Gus Mueller of Flying Meat Software on how the image editor Acorn emerged
organically from working on his annotation tool, FlySketch:

> Acorn grew out of upgrades to another app of mine, FlySketch, designed for
> screen capture and sketching. Customers asked for new features, I started
> adding brushes and layers and multiple windows, and all of a sudden I had a
> full-blown image editor. But Acorn still serves different needs than
> professional-level editors. Acorn is powerful, but nimble and approachable. It
> also has excellent documentation that we’ve worked hard on for years.

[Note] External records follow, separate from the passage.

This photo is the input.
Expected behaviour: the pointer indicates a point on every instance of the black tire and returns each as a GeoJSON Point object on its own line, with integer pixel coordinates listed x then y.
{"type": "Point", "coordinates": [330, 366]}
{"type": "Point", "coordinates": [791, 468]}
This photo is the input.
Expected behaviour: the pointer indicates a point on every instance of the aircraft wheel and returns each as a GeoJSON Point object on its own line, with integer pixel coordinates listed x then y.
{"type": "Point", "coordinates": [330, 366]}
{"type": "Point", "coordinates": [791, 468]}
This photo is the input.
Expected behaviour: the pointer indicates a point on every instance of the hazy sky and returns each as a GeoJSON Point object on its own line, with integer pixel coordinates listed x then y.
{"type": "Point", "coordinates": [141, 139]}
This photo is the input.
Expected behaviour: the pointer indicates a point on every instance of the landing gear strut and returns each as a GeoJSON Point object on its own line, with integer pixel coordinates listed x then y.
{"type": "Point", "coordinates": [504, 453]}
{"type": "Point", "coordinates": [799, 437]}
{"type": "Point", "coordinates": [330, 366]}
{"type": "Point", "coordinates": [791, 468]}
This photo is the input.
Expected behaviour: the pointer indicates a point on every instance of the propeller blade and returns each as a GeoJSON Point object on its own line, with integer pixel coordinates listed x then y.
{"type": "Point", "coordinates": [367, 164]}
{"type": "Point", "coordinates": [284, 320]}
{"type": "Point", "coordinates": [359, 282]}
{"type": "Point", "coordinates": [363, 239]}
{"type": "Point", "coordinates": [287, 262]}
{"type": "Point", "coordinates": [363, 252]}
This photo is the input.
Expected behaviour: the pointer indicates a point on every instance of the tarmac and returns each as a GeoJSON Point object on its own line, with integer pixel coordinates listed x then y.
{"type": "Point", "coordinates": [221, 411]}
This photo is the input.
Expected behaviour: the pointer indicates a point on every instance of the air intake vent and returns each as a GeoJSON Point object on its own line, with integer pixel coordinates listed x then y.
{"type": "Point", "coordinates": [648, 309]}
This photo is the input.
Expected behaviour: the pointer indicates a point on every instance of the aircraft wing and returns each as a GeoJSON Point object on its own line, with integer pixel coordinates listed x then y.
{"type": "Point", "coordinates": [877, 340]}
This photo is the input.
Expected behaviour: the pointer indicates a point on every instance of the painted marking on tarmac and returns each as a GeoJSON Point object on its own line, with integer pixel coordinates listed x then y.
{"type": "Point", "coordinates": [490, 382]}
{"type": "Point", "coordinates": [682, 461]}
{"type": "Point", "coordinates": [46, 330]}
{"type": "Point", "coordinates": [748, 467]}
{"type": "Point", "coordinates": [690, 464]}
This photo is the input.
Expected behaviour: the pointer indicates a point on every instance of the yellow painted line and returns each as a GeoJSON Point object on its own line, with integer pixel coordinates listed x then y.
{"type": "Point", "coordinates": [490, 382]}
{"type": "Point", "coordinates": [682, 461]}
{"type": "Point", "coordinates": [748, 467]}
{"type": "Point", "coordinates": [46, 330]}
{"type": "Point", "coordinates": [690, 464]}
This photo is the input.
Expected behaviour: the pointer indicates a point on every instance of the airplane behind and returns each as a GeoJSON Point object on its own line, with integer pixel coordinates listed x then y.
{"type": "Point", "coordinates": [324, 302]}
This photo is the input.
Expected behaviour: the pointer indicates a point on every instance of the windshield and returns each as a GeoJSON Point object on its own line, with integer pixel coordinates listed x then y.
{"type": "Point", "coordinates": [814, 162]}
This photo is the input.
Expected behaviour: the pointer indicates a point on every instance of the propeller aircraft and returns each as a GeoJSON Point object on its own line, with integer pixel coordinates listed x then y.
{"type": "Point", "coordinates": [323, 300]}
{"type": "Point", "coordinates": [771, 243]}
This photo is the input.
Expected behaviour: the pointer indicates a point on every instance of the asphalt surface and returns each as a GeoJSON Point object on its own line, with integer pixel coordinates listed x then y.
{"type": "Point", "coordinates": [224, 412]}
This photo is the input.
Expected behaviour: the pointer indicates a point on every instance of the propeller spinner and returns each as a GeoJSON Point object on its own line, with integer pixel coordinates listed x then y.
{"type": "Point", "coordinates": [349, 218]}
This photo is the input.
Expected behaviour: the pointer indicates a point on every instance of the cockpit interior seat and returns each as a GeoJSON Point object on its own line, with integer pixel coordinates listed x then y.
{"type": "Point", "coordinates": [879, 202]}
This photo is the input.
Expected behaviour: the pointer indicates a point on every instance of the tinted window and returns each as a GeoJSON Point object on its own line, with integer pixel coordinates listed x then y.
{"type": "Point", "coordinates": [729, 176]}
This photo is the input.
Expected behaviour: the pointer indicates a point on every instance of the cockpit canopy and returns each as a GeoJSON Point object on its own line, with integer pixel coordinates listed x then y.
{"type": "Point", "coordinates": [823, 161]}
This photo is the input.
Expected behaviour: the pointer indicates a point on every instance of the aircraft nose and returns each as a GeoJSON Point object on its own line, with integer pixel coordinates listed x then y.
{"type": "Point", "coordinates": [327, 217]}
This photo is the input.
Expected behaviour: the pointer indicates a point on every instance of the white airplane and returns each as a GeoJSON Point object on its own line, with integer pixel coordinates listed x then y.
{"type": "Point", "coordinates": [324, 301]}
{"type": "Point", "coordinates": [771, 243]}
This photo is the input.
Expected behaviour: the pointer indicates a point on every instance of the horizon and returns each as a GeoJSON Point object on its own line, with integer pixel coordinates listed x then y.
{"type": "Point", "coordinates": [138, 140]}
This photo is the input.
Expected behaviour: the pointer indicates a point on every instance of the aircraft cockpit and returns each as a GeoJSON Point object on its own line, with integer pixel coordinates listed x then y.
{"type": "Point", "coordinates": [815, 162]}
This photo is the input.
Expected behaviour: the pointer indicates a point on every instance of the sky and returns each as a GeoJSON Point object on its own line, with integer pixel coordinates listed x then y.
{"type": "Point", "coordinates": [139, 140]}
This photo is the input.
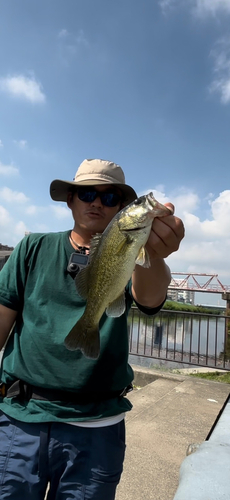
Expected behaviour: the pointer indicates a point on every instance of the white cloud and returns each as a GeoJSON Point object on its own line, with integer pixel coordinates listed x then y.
{"type": "Point", "coordinates": [212, 7]}
{"type": "Point", "coordinates": [6, 194]}
{"type": "Point", "coordinates": [22, 144]}
{"type": "Point", "coordinates": [23, 87]}
{"type": "Point", "coordinates": [5, 218]}
{"type": "Point", "coordinates": [8, 170]}
{"type": "Point", "coordinates": [20, 229]}
{"type": "Point", "coordinates": [221, 57]}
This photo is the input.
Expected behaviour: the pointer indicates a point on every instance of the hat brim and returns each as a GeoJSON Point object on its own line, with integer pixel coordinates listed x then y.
{"type": "Point", "coordinates": [59, 189]}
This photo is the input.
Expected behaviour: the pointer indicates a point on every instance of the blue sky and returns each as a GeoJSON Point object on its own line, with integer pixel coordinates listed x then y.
{"type": "Point", "coordinates": [144, 84]}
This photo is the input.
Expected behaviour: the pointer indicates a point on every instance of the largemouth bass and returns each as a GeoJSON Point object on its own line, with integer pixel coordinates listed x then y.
{"type": "Point", "coordinates": [112, 259]}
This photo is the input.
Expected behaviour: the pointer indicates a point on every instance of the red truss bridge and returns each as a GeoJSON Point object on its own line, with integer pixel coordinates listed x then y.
{"type": "Point", "coordinates": [198, 282]}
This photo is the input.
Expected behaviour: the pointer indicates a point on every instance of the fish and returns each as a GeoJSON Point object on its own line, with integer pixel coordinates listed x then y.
{"type": "Point", "coordinates": [112, 259]}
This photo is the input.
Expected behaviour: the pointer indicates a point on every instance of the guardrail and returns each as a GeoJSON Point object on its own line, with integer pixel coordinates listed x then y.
{"type": "Point", "coordinates": [184, 337]}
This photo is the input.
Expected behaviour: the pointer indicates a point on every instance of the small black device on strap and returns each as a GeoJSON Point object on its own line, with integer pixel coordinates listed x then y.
{"type": "Point", "coordinates": [77, 262]}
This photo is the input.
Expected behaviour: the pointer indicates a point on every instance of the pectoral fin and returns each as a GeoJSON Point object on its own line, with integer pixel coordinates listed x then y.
{"type": "Point", "coordinates": [117, 307]}
{"type": "Point", "coordinates": [143, 258]}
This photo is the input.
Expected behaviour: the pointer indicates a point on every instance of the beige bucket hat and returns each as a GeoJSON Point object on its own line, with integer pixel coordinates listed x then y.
{"type": "Point", "coordinates": [91, 173]}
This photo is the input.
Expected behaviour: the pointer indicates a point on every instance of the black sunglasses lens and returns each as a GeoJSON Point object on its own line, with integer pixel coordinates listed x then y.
{"type": "Point", "coordinates": [87, 195]}
{"type": "Point", "coordinates": [110, 199]}
{"type": "Point", "coordinates": [107, 199]}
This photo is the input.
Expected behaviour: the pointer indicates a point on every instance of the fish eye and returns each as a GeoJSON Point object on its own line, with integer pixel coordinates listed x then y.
{"type": "Point", "coordinates": [138, 201]}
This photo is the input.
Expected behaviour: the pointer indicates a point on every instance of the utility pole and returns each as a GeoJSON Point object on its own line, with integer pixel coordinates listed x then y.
{"type": "Point", "coordinates": [226, 296]}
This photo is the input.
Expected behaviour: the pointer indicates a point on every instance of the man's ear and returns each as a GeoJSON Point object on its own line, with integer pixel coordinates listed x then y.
{"type": "Point", "coordinates": [69, 199]}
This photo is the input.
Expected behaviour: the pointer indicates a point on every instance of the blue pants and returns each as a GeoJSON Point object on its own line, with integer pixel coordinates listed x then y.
{"type": "Point", "coordinates": [79, 463]}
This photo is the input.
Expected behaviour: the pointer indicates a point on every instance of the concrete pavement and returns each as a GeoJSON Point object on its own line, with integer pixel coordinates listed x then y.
{"type": "Point", "coordinates": [169, 413]}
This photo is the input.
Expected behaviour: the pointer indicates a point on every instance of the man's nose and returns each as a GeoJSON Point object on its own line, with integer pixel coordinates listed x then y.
{"type": "Point", "coordinates": [97, 202]}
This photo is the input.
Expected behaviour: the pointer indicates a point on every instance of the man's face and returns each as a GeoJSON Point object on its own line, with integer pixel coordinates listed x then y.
{"type": "Point", "coordinates": [93, 216]}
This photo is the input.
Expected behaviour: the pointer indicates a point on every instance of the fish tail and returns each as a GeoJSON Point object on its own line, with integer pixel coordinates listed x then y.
{"type": "Point", "coordinates": [84, 338]}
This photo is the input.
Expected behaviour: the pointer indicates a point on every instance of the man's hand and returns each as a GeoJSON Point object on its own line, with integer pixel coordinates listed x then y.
{"type": "Point", "coordinates": [166, 235]}
{"type": "Point", "coordinates": [149, 285]}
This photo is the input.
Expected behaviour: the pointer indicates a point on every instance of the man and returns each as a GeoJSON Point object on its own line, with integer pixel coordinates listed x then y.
{"type": "Point", "coordinates": [62, 414]}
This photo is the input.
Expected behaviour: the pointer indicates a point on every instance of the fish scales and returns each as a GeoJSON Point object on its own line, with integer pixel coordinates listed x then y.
{"type": "Point", "coordinates": [113, 256]}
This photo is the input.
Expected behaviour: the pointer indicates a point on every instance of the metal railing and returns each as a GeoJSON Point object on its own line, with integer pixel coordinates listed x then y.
{"type": "Point", "coordinates": [183, 337]}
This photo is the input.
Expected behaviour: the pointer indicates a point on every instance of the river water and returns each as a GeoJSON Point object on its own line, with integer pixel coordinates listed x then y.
{"type": "Point", "coordinates": [179, 336]}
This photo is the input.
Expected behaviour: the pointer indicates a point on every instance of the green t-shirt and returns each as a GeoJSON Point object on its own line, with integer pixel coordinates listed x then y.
{"type": "Point", "coordinates": [35, 282]}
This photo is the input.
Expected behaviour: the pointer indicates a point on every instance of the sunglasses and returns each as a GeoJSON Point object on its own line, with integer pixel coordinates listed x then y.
{"type": "Point", "coordinates": [108, 198]}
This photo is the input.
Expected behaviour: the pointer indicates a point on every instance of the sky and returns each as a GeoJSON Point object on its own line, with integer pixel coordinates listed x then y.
{"type": "Point", "coordinates": [145, 84]}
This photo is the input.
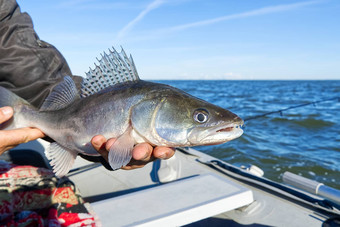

--------------------------------------------------------------------------------


FRIDAY, APR 3, 2020


A TAIL OF TWO COMPANIES

On the day after The Omni Group had layoffs, web collaboration startup Notion
announced they’ve raised a series A round of $50 Million, as Erin Griffith
reports for The New York Times. Per the article, Notion is also already
profitable1.

--------------------------------------------------------------------------------

 1. Notably, Whimsical, another web startup that competes directly one of The
    Omni Group’s products, OmniGraffle, announced they’ve reached profitability
    as of May last year. Coincidentally, Whimsical also integrates nicely with
    Notion. ↩︎

--------------------------------------------------------------------------------


THURSDAY, APR 2, 2020


THE NEW WAVE IS CLIENT-SIDE WEB APPS

An interesting characteristic of the new wave of web apps is that they run
client side. Figma, for example, runs C++ code compiled to WebAssembly client
side, and email startup Superhuman also runs client side as Sarah Perez writes
for TechCrunch1:

> Unlike most browser-based email, which is server-based, Superhuman can store
> and index gigabytes of email in the web browser itself. This is possible by
> leveraging today’s more powerful APIs in the browser, along with the faster
> CPUs and hard drives on our computers.

--------------------------------------------------------------------------------

 1. Islam Sharabash has a post on Superhuman’s blog that goes into more
    technical details about how Superhuman works. ↩︎

--------------------------------------------------------------------------------


TUESDAY, MAR 31, 2020


THE OMNI GROUP ROADMAP 2020: AUTOMATION

The Omni Group’s 2020 roadmap has a great section on automation that’s worth
reading in its entirety. It covers both their future plans for their own apps,
and a declaration of why automation is important in general:

> By providing automation technology in our apps, we make it possible for
> customers to extend our apps’ capabilities. People can build customized
> solutions to meet their own needs—and then share those solutions with others.
> We had thousands of customers using Kinkless GTD in OmniOutliner, even though
> most of those customers didn’t know AppleScript. I’ve been told that one of
> JTech Communications’ most popular blog posts was for a script for OmniGraffle
> which counts items on a canvas. With automation, people are able to create
> their own keyboard shortcuts to quickly perform actions like creating a task
> calendar from OmniFocus, or exporting Markdown from OmniOutliner—and those
> solutions can often be shared with others, making everyone’s lives easier.

The Omni Group is apparently going through some hard times, bless them for
taking automation so seriously in their apps.